Artigo primoroso do amigo e colega diplomata Sergio Florencio, não apenas sobre a violência do tarifaço político do sociopata Trump, mas também sobre a burrice renitente do protecionismo brasileiro, que prejudica a própria economia e todo o povo. PRA
Tarifa de 50% contra o Brasil. Risco e oportunidade
Sergio Florencio
Portal Interesse Nacional, 15/07/2025
Os efeitos previsíveis da tarifa norte-americana de 50% sobre a importação de produtos brasileiros combinam risco econômico e oportunidade política. O risco tende a ser forte contração de nossas exportações para um mercado que absorve cerca de 12% do total, com forte valor agregado. A oportunidade, para o atual governo, tende a ser o visível desgaste do bolsonarismo, resultante do vínculo entre a campanha destinada a obter apoio de Trump para a anistia do ex-presidente e a imposição da sobretaxa.

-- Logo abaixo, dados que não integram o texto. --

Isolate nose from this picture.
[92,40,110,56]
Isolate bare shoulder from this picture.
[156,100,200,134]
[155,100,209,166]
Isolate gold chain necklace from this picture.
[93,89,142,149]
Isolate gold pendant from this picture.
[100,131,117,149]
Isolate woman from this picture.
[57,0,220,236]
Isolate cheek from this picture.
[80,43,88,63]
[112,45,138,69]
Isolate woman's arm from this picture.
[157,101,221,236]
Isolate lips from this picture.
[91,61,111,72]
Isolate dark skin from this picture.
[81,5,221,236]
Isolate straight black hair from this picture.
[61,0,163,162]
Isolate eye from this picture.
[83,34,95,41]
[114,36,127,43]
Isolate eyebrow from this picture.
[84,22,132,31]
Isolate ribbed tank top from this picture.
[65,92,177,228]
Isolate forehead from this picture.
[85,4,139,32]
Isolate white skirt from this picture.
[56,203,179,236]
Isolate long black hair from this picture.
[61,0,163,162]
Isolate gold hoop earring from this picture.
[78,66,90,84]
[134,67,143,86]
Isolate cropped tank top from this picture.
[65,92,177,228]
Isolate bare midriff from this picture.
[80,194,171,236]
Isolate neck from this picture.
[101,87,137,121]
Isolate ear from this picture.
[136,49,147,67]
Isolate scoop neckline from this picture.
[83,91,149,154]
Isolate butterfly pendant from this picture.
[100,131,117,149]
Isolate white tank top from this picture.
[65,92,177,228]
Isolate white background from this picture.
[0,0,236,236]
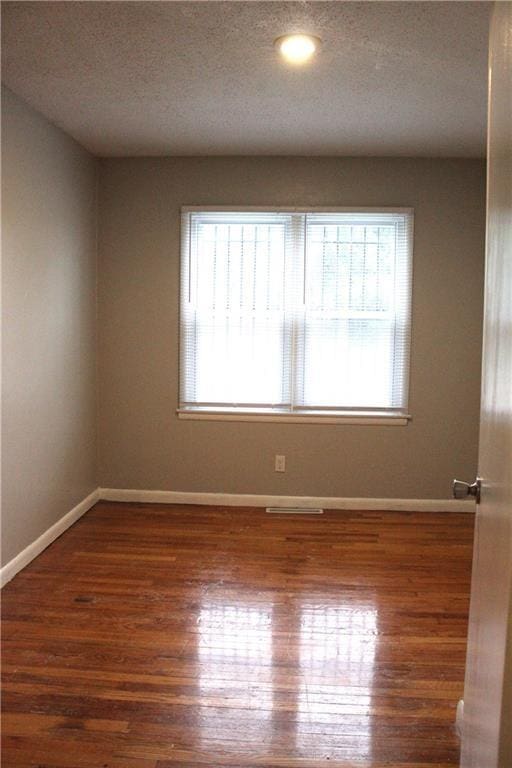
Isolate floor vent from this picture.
[266,507,324,515]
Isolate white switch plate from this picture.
[275,454,286,472]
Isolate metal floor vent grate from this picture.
[266,507,324,515]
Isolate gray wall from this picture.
[2,89,97,563]
[99,158,485,498]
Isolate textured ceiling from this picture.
[2,0,489,157]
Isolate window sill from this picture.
[176,408,411,427]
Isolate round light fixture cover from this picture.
[274,32,322,65]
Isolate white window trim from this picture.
[176,205,414,426]
[176,408,412,427]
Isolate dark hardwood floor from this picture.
[2,502,474,768]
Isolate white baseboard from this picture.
[99,488,475,512]
[0,488,100,587]
[0,488,475,587]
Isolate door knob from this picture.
[452,477,482,504]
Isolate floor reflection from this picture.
[296,604,378,759]
[197,601,273,746]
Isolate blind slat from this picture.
[180,210,412,411]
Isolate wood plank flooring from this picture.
[2,502,474,768]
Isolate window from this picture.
[179,208,413,420]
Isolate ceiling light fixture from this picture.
[274,34,322,65]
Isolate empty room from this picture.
[0,0,512,768]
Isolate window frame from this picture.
[176,205,414,426]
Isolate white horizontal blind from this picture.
[180,210,412,412]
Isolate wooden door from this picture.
[461,2,512,768]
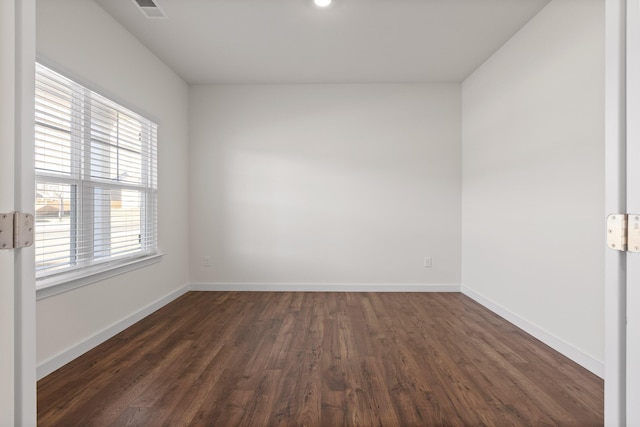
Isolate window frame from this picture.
[34,59,164,299]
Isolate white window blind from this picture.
[35,64,157,278]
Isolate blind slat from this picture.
[35,64,157,278]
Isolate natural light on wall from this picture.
[35,64,157,279]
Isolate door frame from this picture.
[603,0,640,426]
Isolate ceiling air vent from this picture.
[133,0,167,19]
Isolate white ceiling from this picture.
[96,0,549,84]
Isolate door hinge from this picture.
[0,212,34,249]
[607,214,640,252]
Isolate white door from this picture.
[0,1,15,426]
[0,0,36,427]
[626,0,640,426]
[605,0,640,426]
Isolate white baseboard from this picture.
[36,285,189,380]
[461,285,604,378]
[189,283,460,292]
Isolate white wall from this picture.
[190,84,460,289]
[462,0,604,375]
[37,0,188,374]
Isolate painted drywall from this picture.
[189,84,461,290]
[462,0,604,366]
[37,0,188,365]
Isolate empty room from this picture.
[0,0,640,426]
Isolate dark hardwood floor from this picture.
[38,292,604,427]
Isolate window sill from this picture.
[36,253,164,300]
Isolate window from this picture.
[35,64,157,279]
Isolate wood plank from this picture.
[38,292,604,427]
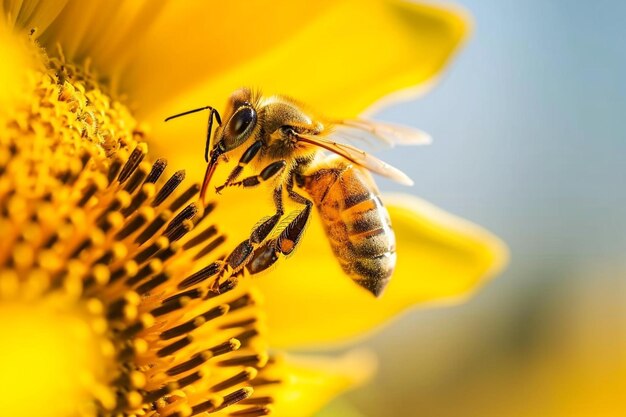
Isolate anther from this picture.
[218,387,254,410]
[178,262,221,290]
[133,236,170,265]
[183,226,217,250]
[157,335,193,358]
[117,143,148,184]
[135,211,171,245]
[166,351,213,376]
[217,354,267,367]
[144,159,167,184]
[124,164,148,194]
[107,156,124,184]
[163,203,198,234]
[193,235,226,261]
[169,184,200,212]
[152,170,185,207]
[211,367,258,392]
[230,400,272,417]
[136,272,170,295]
[150,297,191,317]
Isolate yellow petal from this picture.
[145,0,468,184]
[254,196,507,347]
[255,350,376,417]
[0,22,37,112]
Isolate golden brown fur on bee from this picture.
[303,157,396,296]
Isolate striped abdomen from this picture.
[304,160,396,296]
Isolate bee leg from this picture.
[246,240,280,275]
[246,192,313,275]
[215,140,263,193]
[250,187,285,246]
[276,177,313,255]
[215,160,287,193]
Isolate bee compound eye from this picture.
[228,107,256,136]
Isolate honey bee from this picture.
[166,88,430,297]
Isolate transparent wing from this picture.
[332,119,432,146]
[296,133,413,185]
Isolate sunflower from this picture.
[0,0,505,416]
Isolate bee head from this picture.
[211,88,258,157]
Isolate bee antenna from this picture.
[165,106,222,162]
[165,106,222,125]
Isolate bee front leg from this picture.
[215,140,263,193]
[215,160,287,193]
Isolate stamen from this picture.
[152,171,185,207]
[0,42,271,417]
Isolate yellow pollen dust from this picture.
[0,37,277,417]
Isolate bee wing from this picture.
[296,133,413,185]
[333,119,432,147]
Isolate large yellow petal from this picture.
[246,196,507,347]
[145,0,468,182]
[255,350,376,417]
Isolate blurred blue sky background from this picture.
[342,0,626,416]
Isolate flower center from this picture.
[0,36,271,416]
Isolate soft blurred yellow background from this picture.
[310,0,626,417]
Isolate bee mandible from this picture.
[166,88,430,297]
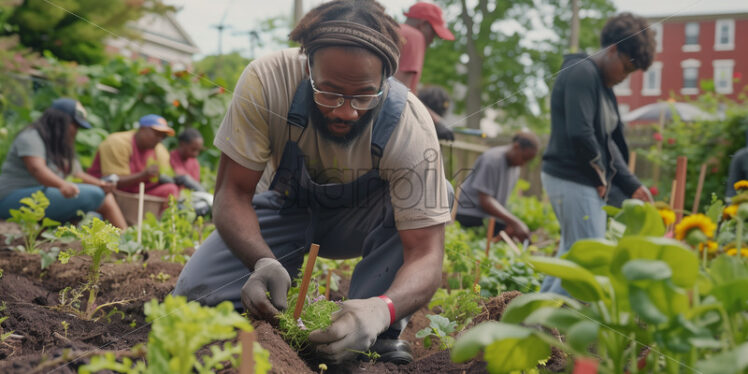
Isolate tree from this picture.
[5,0,174,65]
[423,0,614,131]
[194,52,251,90]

Essa vantagem política foi magnificada por declarações de partidários do ex-presidente de apoio à decisão de Trump. A política externa passa agora a ditar uma agenda doméstica muito polarizada e já mobilizada pelo pleito de 2026, com um presidente em declínio de popularidade, mas beneficiado por inflexão a seu favor. Quais desdobramentos para o país poderá ter aquela combinação de risco e oportunidade?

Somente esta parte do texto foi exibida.